Ini serius tentang kamu, benar-benar buat kamu.
Malam ini bertemakan kamu, tentang kamu dan siapa kamu, bolehkah sedikit aku belajar untuk mengenalmu supaya perasaanku lebih jujur dan hatiku lebih masuk akal.

Toriq Fahmi
Surabaya.021813


Rabu, 17 April 2013. 09:54 PM

Aku telah menemukan jalanya, sebuah jalan dimana aku harus menyusurinya dengan kegelisahan yang amat padat.
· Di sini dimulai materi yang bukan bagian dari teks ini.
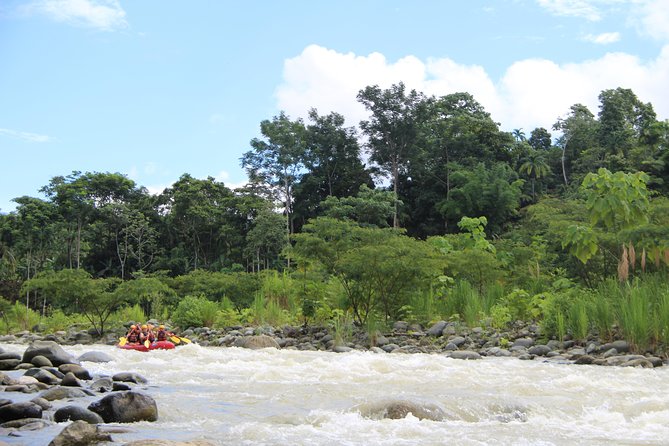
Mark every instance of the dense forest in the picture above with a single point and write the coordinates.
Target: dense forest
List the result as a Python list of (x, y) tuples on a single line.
[(424, 211)]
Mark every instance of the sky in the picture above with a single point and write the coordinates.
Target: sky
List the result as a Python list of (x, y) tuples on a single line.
[(154, 89)]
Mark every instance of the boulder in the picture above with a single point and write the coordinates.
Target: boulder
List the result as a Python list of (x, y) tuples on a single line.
[(17, 411), (77, 370), (126, 407), (73, 413), (130, 377), (50, 350), (256, 342), (95, 356), (79, 433)]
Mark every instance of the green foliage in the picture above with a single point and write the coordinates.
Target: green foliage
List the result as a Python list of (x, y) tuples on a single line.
[(195, 311)]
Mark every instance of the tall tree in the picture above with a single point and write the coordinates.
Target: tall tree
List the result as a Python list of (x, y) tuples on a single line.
[(391, 129)]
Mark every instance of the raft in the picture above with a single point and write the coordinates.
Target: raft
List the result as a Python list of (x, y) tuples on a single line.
[(158, 345)]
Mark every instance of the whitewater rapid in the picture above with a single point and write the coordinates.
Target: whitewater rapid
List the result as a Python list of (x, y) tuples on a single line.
[(233, 396)]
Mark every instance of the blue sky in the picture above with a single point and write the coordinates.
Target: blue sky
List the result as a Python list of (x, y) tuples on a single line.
[(154, 89)]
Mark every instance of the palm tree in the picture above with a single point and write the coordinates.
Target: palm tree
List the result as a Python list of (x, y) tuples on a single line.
[(535, 167)]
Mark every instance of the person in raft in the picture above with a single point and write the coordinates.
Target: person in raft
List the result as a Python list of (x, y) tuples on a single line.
[(133, 334), (146, 334)]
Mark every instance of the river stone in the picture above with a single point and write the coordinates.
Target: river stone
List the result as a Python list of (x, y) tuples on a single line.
[(43, 376), (539, 350), (41, 361), (130, 377), (10, 355), (256, 342), (95, 356), (69, 380), (437, 329), (16, 411), (74, 413), (50, 350), (397, 410), (465, 354), (76, 370), (61, 393), (79, 433), (9, 364), (126, 407)]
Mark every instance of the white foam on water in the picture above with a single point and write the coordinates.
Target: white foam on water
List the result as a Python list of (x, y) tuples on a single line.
[(233, 396)]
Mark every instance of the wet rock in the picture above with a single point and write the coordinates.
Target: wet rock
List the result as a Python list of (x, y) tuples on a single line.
[(130, 378), (126, 407), (73, 413), (79, 433), (61, 393), (77, 370), (101, 385), (95, 356), (9, 364), (437, 329), (16, 411), (465, 354), (43, 376), (41, 361), (539, 350), (50, 350), (69, 380), (256, 342)]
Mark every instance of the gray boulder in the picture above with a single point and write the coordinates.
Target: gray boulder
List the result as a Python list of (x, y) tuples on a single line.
[(73, 413), (126, 407), (17, 411), (256, 342), (95, 356), (79, 433), (50, 350)]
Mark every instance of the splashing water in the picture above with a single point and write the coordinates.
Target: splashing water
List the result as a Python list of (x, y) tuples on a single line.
[(231, 396)]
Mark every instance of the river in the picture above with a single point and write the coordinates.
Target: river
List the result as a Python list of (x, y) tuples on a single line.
[(232, 396)]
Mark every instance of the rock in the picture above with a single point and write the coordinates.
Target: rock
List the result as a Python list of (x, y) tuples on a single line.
[(43, 376), (16, 411), (130, 377), (61, 393), (102, 385), (49, 349), (74, 413), (437, 329), (126, 407), (79, 433), (41, 361), (539, 350), (465, 354), (9, 364), (95, 356), (70, 380), (256, 342), (77, 370)]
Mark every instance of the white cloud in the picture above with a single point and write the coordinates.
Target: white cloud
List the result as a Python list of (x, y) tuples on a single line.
[(603, 38), (25, 136), (104, 15), (575, 8), (531, 93)]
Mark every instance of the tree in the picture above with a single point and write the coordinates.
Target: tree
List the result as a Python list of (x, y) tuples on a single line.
[(278, 161), (391, 129)]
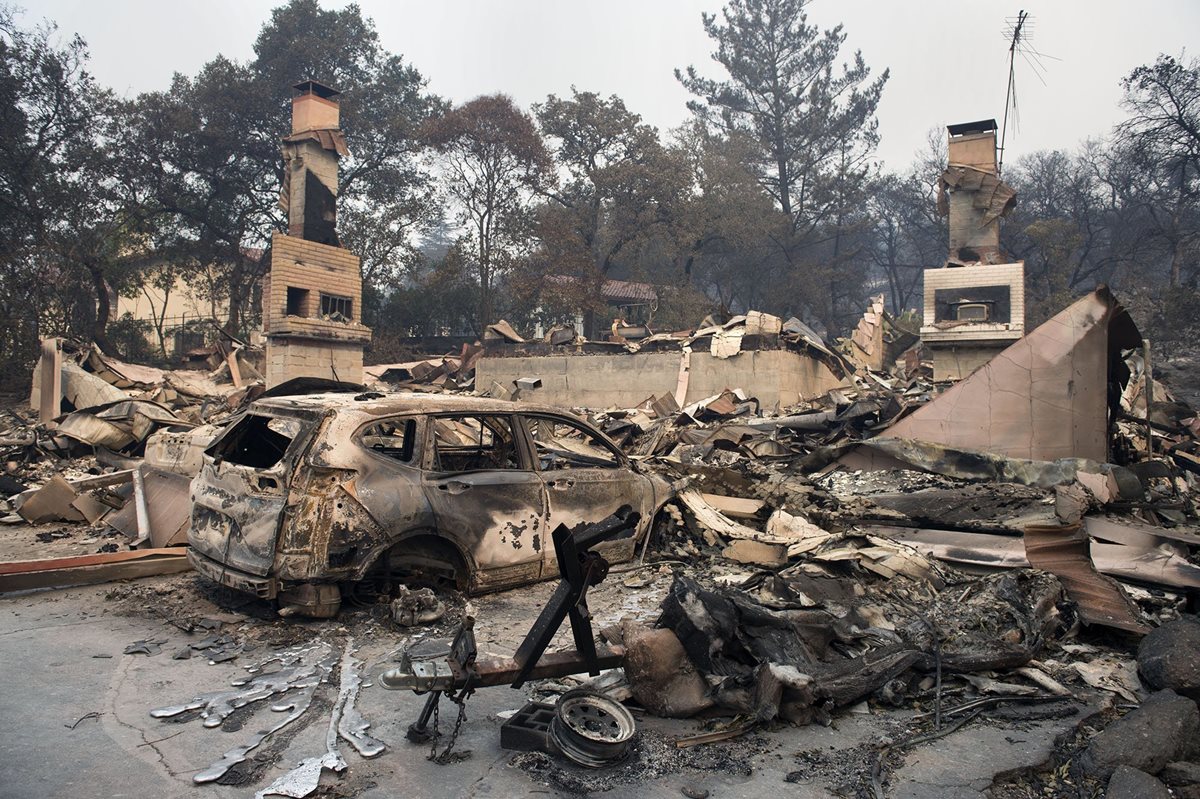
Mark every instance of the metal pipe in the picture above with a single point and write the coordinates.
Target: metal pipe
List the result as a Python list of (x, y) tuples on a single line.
[(139, 505)]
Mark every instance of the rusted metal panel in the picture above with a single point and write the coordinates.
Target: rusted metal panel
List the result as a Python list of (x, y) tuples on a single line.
[(87, 570), (1043, 398), (1063, 552)]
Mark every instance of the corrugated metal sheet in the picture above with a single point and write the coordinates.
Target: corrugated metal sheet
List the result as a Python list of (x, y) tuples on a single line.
[(1063, 552)]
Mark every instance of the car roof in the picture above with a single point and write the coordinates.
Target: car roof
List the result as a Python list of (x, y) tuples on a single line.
[(376, 404)]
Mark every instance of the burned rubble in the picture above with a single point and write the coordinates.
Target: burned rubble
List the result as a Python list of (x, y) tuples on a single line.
[(961, 583), (953, 527)]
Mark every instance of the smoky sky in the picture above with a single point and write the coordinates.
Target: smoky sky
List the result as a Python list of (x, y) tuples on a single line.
[(948, 59)]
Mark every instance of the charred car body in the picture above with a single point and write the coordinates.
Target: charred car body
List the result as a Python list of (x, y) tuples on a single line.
[(306, 496)]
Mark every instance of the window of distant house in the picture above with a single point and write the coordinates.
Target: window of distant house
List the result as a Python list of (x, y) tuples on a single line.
[(298, 302), (972, 312), (340, 308)]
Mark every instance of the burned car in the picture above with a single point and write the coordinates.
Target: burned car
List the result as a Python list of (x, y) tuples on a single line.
[(305, 498)]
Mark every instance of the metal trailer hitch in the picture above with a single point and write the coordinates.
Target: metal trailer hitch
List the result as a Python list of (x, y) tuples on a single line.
[(461, 672)]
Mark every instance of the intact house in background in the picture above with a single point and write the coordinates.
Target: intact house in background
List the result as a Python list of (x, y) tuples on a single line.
[(627, 301), (312, 296), (975, 304), (184, 314)]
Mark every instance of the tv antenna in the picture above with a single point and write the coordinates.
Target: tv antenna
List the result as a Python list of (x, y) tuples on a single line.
[(1018, 31)]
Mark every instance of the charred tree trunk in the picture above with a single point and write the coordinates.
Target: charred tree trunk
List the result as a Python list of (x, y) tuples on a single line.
[(103, 307)]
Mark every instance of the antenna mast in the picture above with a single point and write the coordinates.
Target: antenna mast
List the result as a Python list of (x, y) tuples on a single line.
[(1011, 97)]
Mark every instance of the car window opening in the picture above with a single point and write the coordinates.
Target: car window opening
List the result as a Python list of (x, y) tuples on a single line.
[(473, 443), (257, 442), (563, 445), (393, 438)]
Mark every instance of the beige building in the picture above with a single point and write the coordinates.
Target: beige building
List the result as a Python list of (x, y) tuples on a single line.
[(180, 313)]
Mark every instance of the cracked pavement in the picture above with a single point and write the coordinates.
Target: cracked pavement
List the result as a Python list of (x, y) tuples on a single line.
[(63, 653)]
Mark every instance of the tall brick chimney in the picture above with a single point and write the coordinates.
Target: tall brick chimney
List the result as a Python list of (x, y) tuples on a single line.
[(312, 296), (972, 193), (310, 156)]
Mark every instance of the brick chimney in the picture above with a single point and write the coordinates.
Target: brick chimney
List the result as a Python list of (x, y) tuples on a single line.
[(972, 194), (310, 155)]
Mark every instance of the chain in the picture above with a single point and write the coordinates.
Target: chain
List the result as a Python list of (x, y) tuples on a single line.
[(436, 733), (445, 756)]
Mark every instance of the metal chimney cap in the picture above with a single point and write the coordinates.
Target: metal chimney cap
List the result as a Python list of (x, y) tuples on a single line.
[(311, 86), (964, 128)]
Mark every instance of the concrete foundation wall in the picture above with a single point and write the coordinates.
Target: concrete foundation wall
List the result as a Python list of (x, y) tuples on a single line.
[(292, 358), (774, 377)]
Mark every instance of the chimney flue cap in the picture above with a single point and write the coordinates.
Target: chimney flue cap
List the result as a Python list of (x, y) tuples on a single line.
[(965, 128), (315, 88)]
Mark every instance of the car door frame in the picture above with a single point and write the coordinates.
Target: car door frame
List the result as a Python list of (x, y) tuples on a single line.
[(617, 550), (483, 551)]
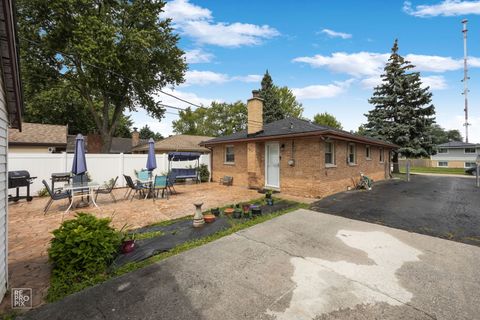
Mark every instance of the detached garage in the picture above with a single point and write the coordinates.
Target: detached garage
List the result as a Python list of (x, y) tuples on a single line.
[(11, 106)]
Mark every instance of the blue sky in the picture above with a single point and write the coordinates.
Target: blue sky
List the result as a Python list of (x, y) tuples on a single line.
[(329, 53)]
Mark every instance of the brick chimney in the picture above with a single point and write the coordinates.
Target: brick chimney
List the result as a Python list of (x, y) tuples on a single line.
[(255, 113), (135, 137)]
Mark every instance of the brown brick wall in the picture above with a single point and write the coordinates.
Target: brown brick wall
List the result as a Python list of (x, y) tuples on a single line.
[(309, 176)]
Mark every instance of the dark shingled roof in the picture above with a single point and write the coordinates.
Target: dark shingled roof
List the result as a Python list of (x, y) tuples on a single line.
[(457, 144), (291, 126)]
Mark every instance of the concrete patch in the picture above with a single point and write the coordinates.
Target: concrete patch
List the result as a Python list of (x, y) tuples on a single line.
[(318, 280)]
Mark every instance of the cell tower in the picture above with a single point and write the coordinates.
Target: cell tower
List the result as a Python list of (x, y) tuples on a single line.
[(465, 77)]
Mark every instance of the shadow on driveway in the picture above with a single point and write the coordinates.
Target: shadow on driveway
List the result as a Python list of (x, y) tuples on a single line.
[(445, 207)]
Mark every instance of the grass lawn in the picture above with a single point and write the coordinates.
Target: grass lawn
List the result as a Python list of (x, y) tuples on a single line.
[(435, 170)]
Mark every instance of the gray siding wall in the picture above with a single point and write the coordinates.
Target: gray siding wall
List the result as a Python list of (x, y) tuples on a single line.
[(3, 193), (456, 154)]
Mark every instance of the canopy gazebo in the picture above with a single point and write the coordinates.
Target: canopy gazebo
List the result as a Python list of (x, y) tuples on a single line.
[(183, 173)]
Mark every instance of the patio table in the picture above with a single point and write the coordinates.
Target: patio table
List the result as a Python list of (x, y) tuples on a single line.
[(79, 188)]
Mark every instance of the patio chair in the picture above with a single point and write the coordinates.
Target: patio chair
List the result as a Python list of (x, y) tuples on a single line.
[(55, 196), (137, 187), (107, 190), (160, 183)]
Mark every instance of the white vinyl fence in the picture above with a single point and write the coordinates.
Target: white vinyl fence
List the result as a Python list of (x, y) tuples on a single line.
[(100, 167)]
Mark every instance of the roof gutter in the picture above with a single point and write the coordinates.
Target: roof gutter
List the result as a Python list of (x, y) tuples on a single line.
[(332, 133)]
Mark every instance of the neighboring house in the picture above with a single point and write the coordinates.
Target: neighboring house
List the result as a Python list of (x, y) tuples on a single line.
[(296, 156), (38, 138), (93, 144), (11, 107), (455, 154), (181, 142)]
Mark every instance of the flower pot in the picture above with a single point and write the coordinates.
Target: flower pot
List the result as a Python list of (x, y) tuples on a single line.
[(228, 211), (256, 211), (209, 218), (237, 214), (128, 246)]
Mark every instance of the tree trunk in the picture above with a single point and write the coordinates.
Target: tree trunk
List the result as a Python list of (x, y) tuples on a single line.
[(396, 166), (106, 141)]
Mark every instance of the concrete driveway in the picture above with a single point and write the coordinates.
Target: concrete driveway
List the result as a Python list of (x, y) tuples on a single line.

Membuat waktu dimana lebih masuk akal dari pada sekedar tidur, bangun, kuliyah dan menyelesaikan tugas kuliyah lalu tidur lagi.

Aku telah menemukanya bermain dengan kegelisahan tentang sebuah pertanyaan yang menempel di dinding-dinding malam yang harus aku punguti satu persatu dan menyelesaikanya dengan satu perubahan disetiap paginya.

Sebuah kegelisahan tentang agama dan pembuatnya, tentang sebuah kebenaran yang sesungguhnya, tentang penghargaan dan cara menghargai tanpa harus membedakan darimana ia berasal, tentang cinta dan lagit malam yang tak pernah mengantarkanku untuk tertidur lelap seperti dulu dan setiap pagi yang menuntutku membuat rencana-rencana untuk kehidupan ke depan, apa kelak aku kan berguna bagi bagsaku atau hanya menjadi salah satu orang yang tak berguna yang tak melakukan apa-apa kemudian mati, aku tak pernah menginginkan kematianku berjalan dengan sia-sia kemudian orang-orang akan melupakanku, setidaknya setelah aku mati kelak orang-orang akan menanam namaku dengan sentuhan airmata kehilangan.

Tak ada waktu tanpa perjalanan, berbaur dengan orang-orang, berbicara tentang segala hal tentang apa yang aku ketahui di dunia ini, mendiskusikan intelektualitas dengan cara retorika yang baik dan benar tanpa harus menyinggung dan merendahkan orang lain, tak ada batasan dalam pergaulan semua ku gauli dengan cara berusaha berteman dengan baik, lintas agama, budaya, idiologi, rupa, warna, genre semua bagiku menjadi ilmu yang harus di rangkum dalam buku perjalanan sehingga sejauh apapun aku pergi aku bisa menemukan jalan untuk pulang.

Tak ada waktu tanpa mencari, mencari segala hal yang ingin aku temui, lewat buku, internet tak terkeculai warung-warung kopi yang menawarkan segala bentuk kegelisahan setiap waktu dengan harga yang cukup murah, semua ku tampung dengan senag membuat tumpukan gelisah yang harus aku selesaikan malam itu juga.

Tak ada akhir dalam pelajaran, perubahan, pergerakan, pergaulan, pencarian kebenaran dan kemerdekaan. Aku titipkan semua yang kumiliki pada setiap jalan-jalan yang pernah aku lalui, tempat-tempat yang pernah aku singgahi dan setiap orang yang pernah ku jumpai, semua ku akhiri dengan cara cinta yang luar biyasa yang berakhir dengan kesadaran bahwa aku adalah sebuah karya dan harus berkarya.